正月の初子(ね)の日には、まだ冬枯れの野に出て若葉を摘み、小松を引いて長寿を願います。これが平安女性たちの新年恒例のお楽しみだったとか。旧暦のお正月ですから、新暦でいえば一月末から二月初旬頃です。

冬の間、屋内に閉じこもりがちだった姫君たちは、この日を待ち兼ねて、新春の空気にふれ、野遊びに興じたもので、『源氏物語「初音」の巻や「若葉上」の巻』などにも描かれています。これが子の日の行事。この日に摘んだ芹(せり)や薺(なずな)などの七種の若葉で、七草粥も作られたことでしょう。

合掌

嵯峨へ行き 御室へ戻り 若葉かな

正岡子規

今年も多くの檀信徒さんが年始の挨拶に来られました。毎年必ず年頭の挨拶に来られる律儀な年配の檀家ご夫妻や、久しぶりに顔を見せてくた若い信者夫婦等、さまざまな檀信徒さんが来られました。日頃は他僧に寺院を任せ、寺を空けている住職の私ですが、有り難いことに、多くの方々が挨拶に来られます。

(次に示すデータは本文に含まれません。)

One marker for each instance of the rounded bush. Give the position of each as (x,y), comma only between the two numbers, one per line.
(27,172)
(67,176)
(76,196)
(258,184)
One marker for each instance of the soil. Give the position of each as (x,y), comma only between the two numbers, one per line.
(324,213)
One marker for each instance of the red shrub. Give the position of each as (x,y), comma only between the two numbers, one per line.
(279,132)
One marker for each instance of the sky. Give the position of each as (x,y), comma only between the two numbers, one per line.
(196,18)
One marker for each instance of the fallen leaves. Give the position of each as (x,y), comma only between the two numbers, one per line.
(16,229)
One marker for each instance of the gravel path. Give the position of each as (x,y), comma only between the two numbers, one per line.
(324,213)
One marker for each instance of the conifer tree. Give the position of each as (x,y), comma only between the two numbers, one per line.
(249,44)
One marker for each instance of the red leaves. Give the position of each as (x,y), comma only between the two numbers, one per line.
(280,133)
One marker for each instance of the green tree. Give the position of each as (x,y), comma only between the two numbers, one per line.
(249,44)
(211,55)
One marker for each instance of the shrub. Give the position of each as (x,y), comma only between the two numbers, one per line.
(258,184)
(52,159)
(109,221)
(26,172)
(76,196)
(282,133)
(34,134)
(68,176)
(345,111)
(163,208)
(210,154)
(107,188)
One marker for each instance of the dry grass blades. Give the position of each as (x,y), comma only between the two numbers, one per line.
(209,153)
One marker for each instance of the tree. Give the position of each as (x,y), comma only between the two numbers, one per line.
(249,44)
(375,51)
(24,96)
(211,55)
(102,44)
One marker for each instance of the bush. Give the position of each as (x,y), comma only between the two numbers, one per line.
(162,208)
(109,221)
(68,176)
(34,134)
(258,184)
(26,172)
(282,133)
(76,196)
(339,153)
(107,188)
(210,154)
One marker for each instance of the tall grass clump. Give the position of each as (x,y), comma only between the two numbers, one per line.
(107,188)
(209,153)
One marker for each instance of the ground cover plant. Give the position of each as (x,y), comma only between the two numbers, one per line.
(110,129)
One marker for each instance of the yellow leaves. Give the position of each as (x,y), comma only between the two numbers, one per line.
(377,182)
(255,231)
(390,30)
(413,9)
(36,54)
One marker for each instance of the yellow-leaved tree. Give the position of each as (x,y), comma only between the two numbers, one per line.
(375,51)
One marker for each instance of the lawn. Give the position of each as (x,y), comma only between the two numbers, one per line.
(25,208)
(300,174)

さてそのような中、凡そ二十年ぶりに私を訪ねて来た中年夫妻がいました。男性は詐欺犯罪で三年間服役をしていたと言います。その昔、私にも幾度となく怪しい話を持ちかけては、私の一喝でたじろぎ、懇々と説教をしたのですが、その甲斐もなく、そのような状況になったと言います。

またその男性の妻も妻で、勝手な言い訳ばかりをします。今回も挨拶とは名ばかりで、仕事先の紹介を貰いにきたのです。実に人間とは都合のいいいきものです。世の中には話を聞くだけでは理解できない、受け入れられないことが多くあります。そんな時は、体験をもって確かめるしか方法はありません。お釈迦さまは実に上手く方便をなされます。このお話は以前にも紹介した実話です。

キサーゴータミーという女性が男の子を生みましたが、突然の病で急死してしまいました。彼女は狂わんばかりに、愛児の亡骸を抱き締め、この子を生き返らせる人はないかと村中を尋ね回りました。会う人見る人その哀れさに涙を誘うも、死者を生き返らせる人などあろうはずがありません。

だが今の彼女には、何を言っても聞く耳を持たないと思ったある人が、「舎衞城にましますお釈迦さまに聞かれるがよい」と諭しました。早速、ゴータミーはお釈迦さまを訪ね、泣く泣く事情を訴えて、わが子の蘇生を懇願したのです。哀れむべきこの母親に、お釈迦さまは優しく、こう告げられました。

「お前の気持ちはよく分かる。愛しい子を生き返らせたいのなら、私の言う通りにすればよい。これから町へ行き、今まで死人の出たことのない家から、芥子の実を一つかみ貰ってくるのだ。直ぐにでも子供を生き返らせてあげよう」お釈迦さまの真意を知る由もないキサーゴータミーは、それを聞くなり一目散に町へ向かって走って行きました。

しかし、どこの家を訪ねても、「昨年父が死んだ」「夫が今年亡くなった」「先日子供と死別した」という家ばかり。だが彼女はなおも、死人の出ない家を求めて駆けずり回ったのでした。どこの家にも芥子の実はあったが、死人を出さない家はどこにもなかった。

やがて日が暮れ、夕闇が町を包む頃、心身ともに疲れ果て、歩く力も尽きた彼女は、トボトボとお釈迦さまの元に向かって歩いていました。「ゴータミーよ。芥子の実は得られたかな」「世尊。死人のない家はどこにもありませんでした。私の子供が死んだことがようやく知らされました」「そうだよゴータミー。人は皆いつかは死ぬのだ。これは明らかなことだ。その子は死ななければならなかった宿業があったのだ」「本当に馬鹿でした。こうまでしてくださらないと、分からない私でございました。こんな愚かな私でも、救われる道をお聞かせください」その後ゴータミーは深く懺悔し仏法に帰依し、尼僧になったといわれています。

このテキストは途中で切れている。